The extension matters less for what Achiuwa produces on the floor and more for what it preserves in the front office's option set. New York enters the summer with $142 million committed to six rotation players, and restricted free agency is a notoriously inefficient market for teams trying to preserve flexibility. By locking Achiuwa now at a below-market number, the Knicks avoid the two-week matching window that would have tied up cap space and potentially blocked other moves. One Western Conference GM noted the Knicks paid roughly $3 million below what an offer sheet might have forced them to match in July, when teams with space traditionally overpay to create decision points for tax-paying contenders.
The deal also clarifies New York's frontcourt depth chart heading into the February 6 trade deadline. With Achiuwa secured and Towns entrenched as the starting five, the Knicks now have cover to explore moving Sims or using him as salary ballast in a multi-team deal for wing help. One assistant coach on a playoff team said New York has quietly asked about perimeter defenders in the $8-12 million range, and the Achiuwa extension removes the risk of being left thin in the paint if a deal materializes before the buzzer.
Rival agents noted the contract sets a new floor for restricted free agent bigs with limited shooting range but plus switchability, a profile that typically commands $4-6 million annually in the current market. Achiuwa's $3.5 million average annual value suggests the Knicks leveraged his restricted status and limited outside interest to secure a hometown discount, though one agent close to the player said the guarantee and third-year option were worth more than the headline number suggests.
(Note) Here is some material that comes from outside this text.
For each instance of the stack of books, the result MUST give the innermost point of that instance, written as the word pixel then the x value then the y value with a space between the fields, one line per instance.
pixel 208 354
Watch whether New York moves Sims before the February 6 deadline, which would signal the front office views Achiuwa as the primary backup center through next season. Also track whether the Knicks use the newly freed cap flexibility to take on a bad contract attached to a first-round pick, a move president Leon Rose has executed twice in the past 18 months.
The deal closes the last meaningful restricted free agent case on New York's summer docket, six weeks earlier than most teams finalize similar decisions.